问题15:对于一个整数q,证明一个奇数整数的平方可以是6q +1或6q + 3的形式。
解决方案:
b=6
a = 6m + r
0 ≤ r < 6.
a = 6m, 6m + 1, 6m + 2 , 6m + 3, 6m + 4, 6m + 5
Thus, we are choosing for a = 6m + 1 or, 6m + 3 or 6m + 5 for it to be an odd integer.
For a = 6m + 1,
(6m + 1)2 = 36m2 + 12m + 1
= 6(6m2 + 2m) + 1
= 6q + 1, where q is some integer and q = 6m2 + 2m.
For a = 6m + 3
(6m + 3)2 = 36m2 + 36m + 9
= 6(6m2 + 6m + 1) + 3
= 6q + 3, where q is some integer and q = 6m2 + 6m + 1
For a = 6m + 5,
(6m + 5)2 = 36m2 + 60m + 25
= 6(6m2 + 10m + 4) + 1
= 6q + 1, where q is some integer and q = 6m2 + 10m + 4.
Therefore, the square of an odd integer is of the form 6q + 1 or 6q + 3, for some integer q.

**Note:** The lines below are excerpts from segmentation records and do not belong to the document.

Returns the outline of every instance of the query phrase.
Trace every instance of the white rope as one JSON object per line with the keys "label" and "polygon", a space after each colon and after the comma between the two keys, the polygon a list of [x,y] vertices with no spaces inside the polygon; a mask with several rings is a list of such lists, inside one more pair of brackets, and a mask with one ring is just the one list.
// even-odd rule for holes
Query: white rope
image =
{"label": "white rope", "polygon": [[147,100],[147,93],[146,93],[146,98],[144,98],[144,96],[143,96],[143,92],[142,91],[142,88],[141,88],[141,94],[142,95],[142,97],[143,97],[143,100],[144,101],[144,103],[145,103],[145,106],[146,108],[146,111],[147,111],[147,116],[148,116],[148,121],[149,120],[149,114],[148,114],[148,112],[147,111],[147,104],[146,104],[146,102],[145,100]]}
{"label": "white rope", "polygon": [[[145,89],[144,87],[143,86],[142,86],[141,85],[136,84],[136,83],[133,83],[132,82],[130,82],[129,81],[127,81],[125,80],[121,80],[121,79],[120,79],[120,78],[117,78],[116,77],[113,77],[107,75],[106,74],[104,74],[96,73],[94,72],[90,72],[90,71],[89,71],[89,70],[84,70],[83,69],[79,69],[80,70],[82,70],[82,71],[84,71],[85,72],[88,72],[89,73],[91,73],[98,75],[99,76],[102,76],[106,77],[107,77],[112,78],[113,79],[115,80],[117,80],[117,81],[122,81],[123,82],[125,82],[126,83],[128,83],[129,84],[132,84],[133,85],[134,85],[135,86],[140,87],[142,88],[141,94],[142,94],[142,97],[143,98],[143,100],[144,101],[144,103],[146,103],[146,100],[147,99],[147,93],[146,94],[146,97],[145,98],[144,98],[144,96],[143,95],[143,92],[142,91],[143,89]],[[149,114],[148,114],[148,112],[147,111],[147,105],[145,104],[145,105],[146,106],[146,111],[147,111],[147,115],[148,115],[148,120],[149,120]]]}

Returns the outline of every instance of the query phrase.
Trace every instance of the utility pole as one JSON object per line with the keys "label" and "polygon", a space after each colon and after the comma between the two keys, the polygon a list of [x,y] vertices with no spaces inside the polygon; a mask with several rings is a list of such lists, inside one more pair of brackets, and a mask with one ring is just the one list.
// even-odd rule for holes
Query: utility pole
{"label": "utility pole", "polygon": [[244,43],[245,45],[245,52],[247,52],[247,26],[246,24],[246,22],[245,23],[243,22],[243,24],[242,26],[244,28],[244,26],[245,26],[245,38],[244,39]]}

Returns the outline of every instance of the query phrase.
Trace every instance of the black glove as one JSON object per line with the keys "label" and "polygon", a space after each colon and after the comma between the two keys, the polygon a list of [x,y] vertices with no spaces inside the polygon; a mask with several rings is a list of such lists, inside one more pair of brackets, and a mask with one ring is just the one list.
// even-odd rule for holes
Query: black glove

问题16.正整数的形式为3q + 1,q是自然数。您是否可以将3m + 1、3m或3m + 2以外的任何形式的正方形写成某个整数m?证明你的答案。
解决方案:
No.
a = bq + r, 0 ≤ r < b
Here, a is any positive integer and b = 3,
⇒ a = 3q + r
So, a can be of the form 3q, 3q + 1 or 3q + 2.
Now, for a = 3q
(3q)2 = 3(3q2) = 3m [where m = 3q2]
a = 3q + 1
(3q + 1)2 = 9q2 + 6q + 1 = 3(3q2 + 2q) + 1 = 3m + 1 [where m = 3q2 + 2q]
a = 3q + 2
(3q + 2)2 = 9q2 + 12q + 4 = 9q2 + 12q + 3 + 1 = 3(3q2 + 4q + 1) + 1
= 3m + 1 [where m = 3q2 + 4q + 1]
Therefore, square of a positive integer of the form 3q + 1 is always of the form 3m + 1 or 3m for some integer m.
问题17.证明任何正整数的平方不能为3m + 2的形式,其中m是自然数。
解决方案:
a = bm + r
b = 3
a = 3m + r
r = 0, 1, 2.
r = 0, a = 3m.
r = 1, a = 3m + 1.
r = 2, a = 3m + 2.
When a = 3m
a2 = (3m)2 = 9m2
a2 = 3(3m2) = 3q, where q = 3m2
When a = 3m + 1
a2 = (3m + 1)2 = 9m2 + 6m + 1
a2 = 3(3m2 + 2m) + 1 = 3q + 1, where q = 3m2 + 2m
When a = 3m + 2
a2 = (3m + 2)2
a2 = 9m2 + 12m + 4
a2 = 3(3m2 + 4m + 1) + 1
a2 = 3q + 1 where q = 3m2 + 4m + 1
Therefore, square of any positive integer cannot be of the form 3q + 2, where q is a natural number.